歩きながら操作していた為か、気が付けば目の前に街の西門が見えてきた。
日が沈み、辺りは暗く影が溶けていく。完全に日が落ちる前に街にたどり着けたことにほっとして、喧騒が響くが移動を歩く。
もう冒険者ギルドへの道も迷わない。もともと迷ってはいないが、目印を当てにしていたという点ではそれもなくなり、この世界に随分と慣れた。
「さて、次回用に素材たくさん入れとかないと。」
ギルドの三階の青い扉を開いて、棚の中へ材料を入れておく。頑張った甲斐がありかなりの数の素材が集まった。これで色んなポーションが作れるはずだ。
そういえばポーションを作るために、魔力水という素材が必要になるのだったと思いだす。その素材は十分に採って来たが足りるだろうか?もう少しあった方がいいんじゃないか。そう考えだすと、急に採取に向かわないといけないような気がしてくる。

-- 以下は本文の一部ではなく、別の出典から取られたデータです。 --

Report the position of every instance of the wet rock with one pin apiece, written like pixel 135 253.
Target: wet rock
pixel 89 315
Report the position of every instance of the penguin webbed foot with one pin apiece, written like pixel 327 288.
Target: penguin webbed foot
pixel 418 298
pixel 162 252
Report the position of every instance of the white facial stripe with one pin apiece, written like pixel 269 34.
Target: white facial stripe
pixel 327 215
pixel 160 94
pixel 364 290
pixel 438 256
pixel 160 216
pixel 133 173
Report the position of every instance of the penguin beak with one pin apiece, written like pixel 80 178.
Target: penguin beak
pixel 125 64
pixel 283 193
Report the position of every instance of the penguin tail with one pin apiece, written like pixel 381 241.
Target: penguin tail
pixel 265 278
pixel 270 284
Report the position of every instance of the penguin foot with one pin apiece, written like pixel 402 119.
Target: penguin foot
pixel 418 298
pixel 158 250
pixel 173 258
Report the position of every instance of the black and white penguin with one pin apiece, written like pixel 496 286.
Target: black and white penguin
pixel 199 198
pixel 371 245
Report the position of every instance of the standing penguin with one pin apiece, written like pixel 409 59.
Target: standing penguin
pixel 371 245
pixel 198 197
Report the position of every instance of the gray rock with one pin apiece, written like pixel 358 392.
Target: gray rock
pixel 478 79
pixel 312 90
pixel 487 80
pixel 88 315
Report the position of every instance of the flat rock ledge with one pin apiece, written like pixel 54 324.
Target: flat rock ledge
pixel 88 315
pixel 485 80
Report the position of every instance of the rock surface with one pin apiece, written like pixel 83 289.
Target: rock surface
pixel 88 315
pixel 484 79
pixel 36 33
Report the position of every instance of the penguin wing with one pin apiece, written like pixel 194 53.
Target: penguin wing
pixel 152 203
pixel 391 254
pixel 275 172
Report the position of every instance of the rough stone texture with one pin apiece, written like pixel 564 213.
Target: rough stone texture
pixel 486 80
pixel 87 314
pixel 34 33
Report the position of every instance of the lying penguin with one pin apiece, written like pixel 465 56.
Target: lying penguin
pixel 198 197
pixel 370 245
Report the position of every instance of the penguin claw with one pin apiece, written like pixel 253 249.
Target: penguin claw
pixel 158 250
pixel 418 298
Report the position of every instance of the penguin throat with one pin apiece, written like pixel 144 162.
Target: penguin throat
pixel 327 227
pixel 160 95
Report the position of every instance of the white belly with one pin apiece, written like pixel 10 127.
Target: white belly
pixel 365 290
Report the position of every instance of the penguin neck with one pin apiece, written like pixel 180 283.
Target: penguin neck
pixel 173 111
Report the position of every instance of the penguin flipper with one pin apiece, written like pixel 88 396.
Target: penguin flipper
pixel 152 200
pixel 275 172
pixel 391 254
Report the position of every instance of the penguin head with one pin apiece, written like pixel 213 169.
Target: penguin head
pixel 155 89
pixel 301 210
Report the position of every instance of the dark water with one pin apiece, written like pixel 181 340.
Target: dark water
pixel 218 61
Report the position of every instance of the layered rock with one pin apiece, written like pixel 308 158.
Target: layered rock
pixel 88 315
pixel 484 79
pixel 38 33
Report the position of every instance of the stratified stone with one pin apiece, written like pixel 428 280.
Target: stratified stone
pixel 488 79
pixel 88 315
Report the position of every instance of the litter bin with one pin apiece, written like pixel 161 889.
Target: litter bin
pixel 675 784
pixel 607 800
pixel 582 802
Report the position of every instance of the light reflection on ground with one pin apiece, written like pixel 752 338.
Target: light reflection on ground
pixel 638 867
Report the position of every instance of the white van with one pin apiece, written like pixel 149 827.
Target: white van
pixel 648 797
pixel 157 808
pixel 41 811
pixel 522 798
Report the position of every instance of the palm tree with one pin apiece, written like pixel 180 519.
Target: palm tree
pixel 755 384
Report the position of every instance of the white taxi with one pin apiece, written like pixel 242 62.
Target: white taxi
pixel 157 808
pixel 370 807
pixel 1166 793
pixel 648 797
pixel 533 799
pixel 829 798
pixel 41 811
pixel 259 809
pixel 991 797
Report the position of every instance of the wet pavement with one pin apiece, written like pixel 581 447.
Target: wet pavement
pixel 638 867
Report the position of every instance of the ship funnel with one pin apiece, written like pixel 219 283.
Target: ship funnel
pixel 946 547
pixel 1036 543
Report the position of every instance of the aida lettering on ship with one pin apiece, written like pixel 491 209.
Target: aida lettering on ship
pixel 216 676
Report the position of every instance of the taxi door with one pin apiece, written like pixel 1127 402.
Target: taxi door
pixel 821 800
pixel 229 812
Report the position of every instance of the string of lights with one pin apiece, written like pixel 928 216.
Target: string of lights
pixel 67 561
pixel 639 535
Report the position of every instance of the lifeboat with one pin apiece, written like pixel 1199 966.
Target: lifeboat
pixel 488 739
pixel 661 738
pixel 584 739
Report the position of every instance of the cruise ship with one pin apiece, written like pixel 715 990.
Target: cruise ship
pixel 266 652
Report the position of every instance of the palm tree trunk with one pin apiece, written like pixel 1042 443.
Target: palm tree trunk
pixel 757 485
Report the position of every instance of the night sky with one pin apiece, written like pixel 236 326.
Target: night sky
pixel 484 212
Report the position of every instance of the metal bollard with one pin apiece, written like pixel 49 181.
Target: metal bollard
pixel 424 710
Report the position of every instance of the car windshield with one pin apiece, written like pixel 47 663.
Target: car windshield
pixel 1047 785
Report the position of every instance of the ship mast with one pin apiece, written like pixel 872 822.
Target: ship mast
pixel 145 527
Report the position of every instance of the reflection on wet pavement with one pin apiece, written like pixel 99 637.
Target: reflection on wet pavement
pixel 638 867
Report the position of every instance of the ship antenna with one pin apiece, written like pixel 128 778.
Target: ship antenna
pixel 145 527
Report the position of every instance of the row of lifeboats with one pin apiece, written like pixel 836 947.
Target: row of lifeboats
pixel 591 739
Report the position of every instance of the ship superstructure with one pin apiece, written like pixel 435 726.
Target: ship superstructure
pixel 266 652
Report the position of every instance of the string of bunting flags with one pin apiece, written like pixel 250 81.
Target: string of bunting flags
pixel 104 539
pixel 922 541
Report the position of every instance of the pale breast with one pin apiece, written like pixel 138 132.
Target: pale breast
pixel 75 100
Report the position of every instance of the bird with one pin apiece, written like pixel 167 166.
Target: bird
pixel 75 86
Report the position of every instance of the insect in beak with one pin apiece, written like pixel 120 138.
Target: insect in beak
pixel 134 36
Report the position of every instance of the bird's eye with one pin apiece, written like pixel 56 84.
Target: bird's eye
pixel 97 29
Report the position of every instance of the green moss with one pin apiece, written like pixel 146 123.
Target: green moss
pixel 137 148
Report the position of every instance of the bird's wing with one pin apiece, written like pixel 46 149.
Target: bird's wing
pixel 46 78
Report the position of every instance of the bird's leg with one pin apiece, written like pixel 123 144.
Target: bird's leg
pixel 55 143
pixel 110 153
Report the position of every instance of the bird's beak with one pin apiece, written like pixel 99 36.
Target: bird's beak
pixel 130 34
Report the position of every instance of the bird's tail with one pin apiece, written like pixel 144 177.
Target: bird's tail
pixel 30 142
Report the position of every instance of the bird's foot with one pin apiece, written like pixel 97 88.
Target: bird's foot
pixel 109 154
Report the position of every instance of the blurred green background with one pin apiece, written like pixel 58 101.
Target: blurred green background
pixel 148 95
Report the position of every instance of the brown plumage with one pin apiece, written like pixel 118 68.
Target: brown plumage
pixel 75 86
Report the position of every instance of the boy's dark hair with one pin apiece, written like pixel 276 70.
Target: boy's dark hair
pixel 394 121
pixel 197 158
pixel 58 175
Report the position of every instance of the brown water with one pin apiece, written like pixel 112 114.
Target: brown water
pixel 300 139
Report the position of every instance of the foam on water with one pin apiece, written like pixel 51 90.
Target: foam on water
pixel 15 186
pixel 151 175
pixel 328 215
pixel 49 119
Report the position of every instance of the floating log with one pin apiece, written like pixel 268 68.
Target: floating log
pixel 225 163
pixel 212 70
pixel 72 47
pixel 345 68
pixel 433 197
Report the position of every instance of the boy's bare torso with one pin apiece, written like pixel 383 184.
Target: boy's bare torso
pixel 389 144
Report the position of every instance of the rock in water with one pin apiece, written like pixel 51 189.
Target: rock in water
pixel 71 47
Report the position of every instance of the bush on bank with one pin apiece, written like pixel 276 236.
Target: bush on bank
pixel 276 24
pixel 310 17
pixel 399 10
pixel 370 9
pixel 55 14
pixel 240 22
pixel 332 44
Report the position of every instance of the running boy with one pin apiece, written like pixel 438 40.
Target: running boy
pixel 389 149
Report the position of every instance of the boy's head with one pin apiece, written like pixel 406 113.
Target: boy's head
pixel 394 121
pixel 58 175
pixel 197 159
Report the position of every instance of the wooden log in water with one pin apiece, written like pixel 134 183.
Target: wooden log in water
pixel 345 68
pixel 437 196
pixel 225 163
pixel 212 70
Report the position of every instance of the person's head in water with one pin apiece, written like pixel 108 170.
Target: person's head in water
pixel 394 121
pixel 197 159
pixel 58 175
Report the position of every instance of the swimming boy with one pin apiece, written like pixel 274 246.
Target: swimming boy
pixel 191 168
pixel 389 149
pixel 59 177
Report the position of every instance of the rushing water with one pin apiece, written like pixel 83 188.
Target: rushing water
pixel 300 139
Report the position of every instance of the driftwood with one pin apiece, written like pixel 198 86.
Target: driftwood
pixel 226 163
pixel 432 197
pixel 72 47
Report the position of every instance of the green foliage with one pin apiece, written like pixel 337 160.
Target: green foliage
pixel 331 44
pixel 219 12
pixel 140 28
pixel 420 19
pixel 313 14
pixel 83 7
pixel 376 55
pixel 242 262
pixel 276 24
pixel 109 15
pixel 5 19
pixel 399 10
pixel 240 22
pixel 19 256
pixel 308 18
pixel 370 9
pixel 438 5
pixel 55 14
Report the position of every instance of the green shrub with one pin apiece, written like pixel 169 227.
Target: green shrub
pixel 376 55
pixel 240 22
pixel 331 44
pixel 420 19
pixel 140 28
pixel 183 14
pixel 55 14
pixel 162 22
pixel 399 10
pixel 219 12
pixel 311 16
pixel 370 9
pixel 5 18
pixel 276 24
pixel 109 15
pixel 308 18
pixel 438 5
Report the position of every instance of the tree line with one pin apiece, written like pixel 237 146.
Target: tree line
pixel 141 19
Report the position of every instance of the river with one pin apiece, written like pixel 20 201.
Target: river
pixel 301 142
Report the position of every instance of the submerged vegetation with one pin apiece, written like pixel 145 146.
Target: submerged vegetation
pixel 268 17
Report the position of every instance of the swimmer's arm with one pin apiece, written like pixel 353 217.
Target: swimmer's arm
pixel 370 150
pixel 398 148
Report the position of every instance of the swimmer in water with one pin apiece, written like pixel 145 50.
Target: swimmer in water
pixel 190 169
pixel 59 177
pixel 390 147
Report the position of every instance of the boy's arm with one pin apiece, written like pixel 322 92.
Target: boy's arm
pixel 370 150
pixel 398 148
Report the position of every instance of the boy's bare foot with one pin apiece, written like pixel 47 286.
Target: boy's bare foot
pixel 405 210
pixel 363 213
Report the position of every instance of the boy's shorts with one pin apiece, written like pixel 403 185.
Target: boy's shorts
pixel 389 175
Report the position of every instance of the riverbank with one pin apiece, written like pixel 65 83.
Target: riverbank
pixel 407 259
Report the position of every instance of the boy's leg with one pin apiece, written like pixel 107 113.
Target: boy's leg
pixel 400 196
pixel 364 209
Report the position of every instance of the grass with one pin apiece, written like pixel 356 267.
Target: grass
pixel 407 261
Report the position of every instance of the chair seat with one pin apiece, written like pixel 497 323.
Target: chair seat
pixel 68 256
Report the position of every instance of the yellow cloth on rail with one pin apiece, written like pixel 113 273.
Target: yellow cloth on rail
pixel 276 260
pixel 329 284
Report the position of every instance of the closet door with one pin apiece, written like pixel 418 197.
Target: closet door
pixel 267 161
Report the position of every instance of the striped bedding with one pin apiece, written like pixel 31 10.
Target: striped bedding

「あぁ、だめだ。私の思考が冒険ではなく、調合に偏りつつある。」
お金を工面したら次の街へすぐに向かう予定だったのに、困ったことに自ら好んで道草を食っているではないか。いけない、いけない、と首を振る。まだまだ時間はあるし、一度休んで、またここへ来よう。
運のいいことに明日から三連休なのだから、ゲームし放題だ。それが終わればまた仕事だが、それでも長距離を通わなくてもいいのだから、やはり自分は恵まれていると納得させる。
ギルドを出て、宿屋へと向かう。ログアウトできる場所を探すためだ。街では宿屋を使わなければログアウトができない。いや、厳密に言えばできないわけではないが。
「強制ログアウト」を行えばどこでもログアウトは可能だ。しかし、そこにはデスペナルティが付いてくる。しかも、キルされた時と違い、現実世界で24時間経過しなければログインができなくなってしまう、重い罰となる。その為、プレイヤーはお金を払って宿屋に泊まるのだ。
手ごろな宿屋を見つけ、部屋を借りて、ベッドへ寝ころべば、システム画面が現れた。
【ログアウトしますか? YES / NO 】
YESへと手を伸ばし、目を瞑れば嗅ぎなれたディフューザーの香りと、心地いい柔らかなベッドの感触。